The titular ‘good son’ is Yu-jin, a swimming champion on the road to law school. He has a tendency to black out and suffer seizures – not too helpful when he wakes up one morning covered in blood and unable to remember the night before. Then he discovers a body downstairs. Rather than calling the police, he decides to try and piece together what happened himself, which forces him to uncover memories of his own childhood and face his family’s demons.

The Good Son by You-jeong Jeong

I mentioned in my recent Blogger Book Nook post that I like a first-person narrative when it comes to thrillers and being able to figure things out alongside the narrator/detective. This was no different and not entirely predictable.

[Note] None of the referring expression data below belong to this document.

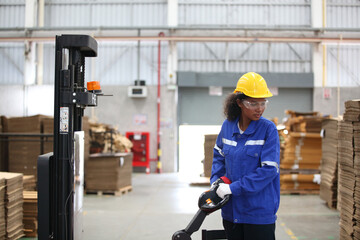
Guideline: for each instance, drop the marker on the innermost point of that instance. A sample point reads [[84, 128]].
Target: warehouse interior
[[165, 68]]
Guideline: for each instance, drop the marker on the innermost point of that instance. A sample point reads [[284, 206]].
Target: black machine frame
[[56, 170]]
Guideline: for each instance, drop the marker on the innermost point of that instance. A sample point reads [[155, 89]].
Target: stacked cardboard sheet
[[352, 111], [209, 144], [2, 208], [346, 179], [108, 172], [23, 154], [106, 139], [29, 183], [302, 151], [13, 205], [329, 162], [349, 177], [300, 181], [30, 213], [357, 180]]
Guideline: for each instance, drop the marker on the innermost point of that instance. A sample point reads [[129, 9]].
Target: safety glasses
[[255, 104]]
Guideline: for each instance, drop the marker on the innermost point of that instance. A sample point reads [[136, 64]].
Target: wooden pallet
[[299, 171], [119, 192], [300, 192]]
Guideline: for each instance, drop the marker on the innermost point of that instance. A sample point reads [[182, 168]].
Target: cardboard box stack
[[30, 213], [2, 208], [13, 205], [108, 172], [329, 162], [23, 154], [105, 139], [209, 144], [301, 156], [29, 183], [349, 174]]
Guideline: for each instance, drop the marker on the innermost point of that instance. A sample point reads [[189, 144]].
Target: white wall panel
[[261, 57], [105, 13], [343, 13], [343, 66], [245, 12], [12, 63], [12, 13]]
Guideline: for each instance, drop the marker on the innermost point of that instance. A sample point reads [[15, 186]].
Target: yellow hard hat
[[253, 85]]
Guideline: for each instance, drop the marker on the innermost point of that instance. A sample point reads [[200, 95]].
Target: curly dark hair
[[231, 109]]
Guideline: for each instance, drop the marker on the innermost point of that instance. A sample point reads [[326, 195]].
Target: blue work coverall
[[251, 161]]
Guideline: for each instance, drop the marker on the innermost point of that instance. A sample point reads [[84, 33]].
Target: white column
[[318, 21], [172, 64], [317, 13], [318, 65], [30, 47], [172, 13], [40, 46], [172, 57]]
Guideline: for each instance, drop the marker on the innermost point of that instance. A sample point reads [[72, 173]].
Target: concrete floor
[[161, 204]]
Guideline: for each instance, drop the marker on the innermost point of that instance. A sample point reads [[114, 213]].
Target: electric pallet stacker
[[208, 203], [60, 173]]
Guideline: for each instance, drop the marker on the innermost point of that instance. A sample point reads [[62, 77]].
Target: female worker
[[247, 151]]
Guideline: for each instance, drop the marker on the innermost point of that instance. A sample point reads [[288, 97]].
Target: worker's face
[[252, 108]]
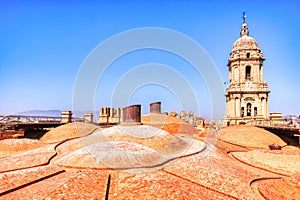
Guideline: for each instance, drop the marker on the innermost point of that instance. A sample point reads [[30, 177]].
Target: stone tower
[[247, 93]]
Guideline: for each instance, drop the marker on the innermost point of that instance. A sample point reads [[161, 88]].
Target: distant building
[[247, 93]]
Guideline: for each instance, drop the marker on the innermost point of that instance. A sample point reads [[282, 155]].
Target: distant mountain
[[48, 113]]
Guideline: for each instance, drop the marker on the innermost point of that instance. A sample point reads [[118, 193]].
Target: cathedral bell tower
[[247, 93]]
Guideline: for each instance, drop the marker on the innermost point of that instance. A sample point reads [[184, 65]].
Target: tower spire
[[244, 30], [244, 17]]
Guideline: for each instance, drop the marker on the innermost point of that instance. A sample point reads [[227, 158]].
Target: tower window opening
[[248, 109], [248, 73]]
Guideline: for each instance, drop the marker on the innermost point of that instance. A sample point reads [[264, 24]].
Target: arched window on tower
[[242, 112], [248, 109], [248, 73]]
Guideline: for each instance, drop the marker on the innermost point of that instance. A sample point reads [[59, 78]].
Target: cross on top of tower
[[244, 17]]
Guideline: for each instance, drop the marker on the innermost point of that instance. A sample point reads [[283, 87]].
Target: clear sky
[[43, 44]]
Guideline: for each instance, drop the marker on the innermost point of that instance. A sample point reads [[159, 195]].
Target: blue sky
[[43, 45]]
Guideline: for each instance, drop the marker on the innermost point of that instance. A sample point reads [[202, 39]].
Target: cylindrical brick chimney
[[132, 113]]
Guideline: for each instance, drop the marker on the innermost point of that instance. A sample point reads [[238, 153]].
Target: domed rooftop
[[245, 42]]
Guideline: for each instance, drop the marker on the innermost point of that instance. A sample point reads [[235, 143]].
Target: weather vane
[[244, 17]]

I even felt sad at times – it’s interesting when a thriller can make you feel more than simply scared or anxious.

You-jeong Jeong is South Korea’s leading writer of psychological crime and thriller fiction and The Good Son is her first novel to be translated into English. I’m interested to see what is published next.

I must say, as interesting as the cover is, it’s somewhat misleading. To me it implied that a young man is shot but that isn’t case (not a spoiler at all). I just think it was a weird choice and worth noting.

*I was sent these book for review purposes but all thoughts are my own.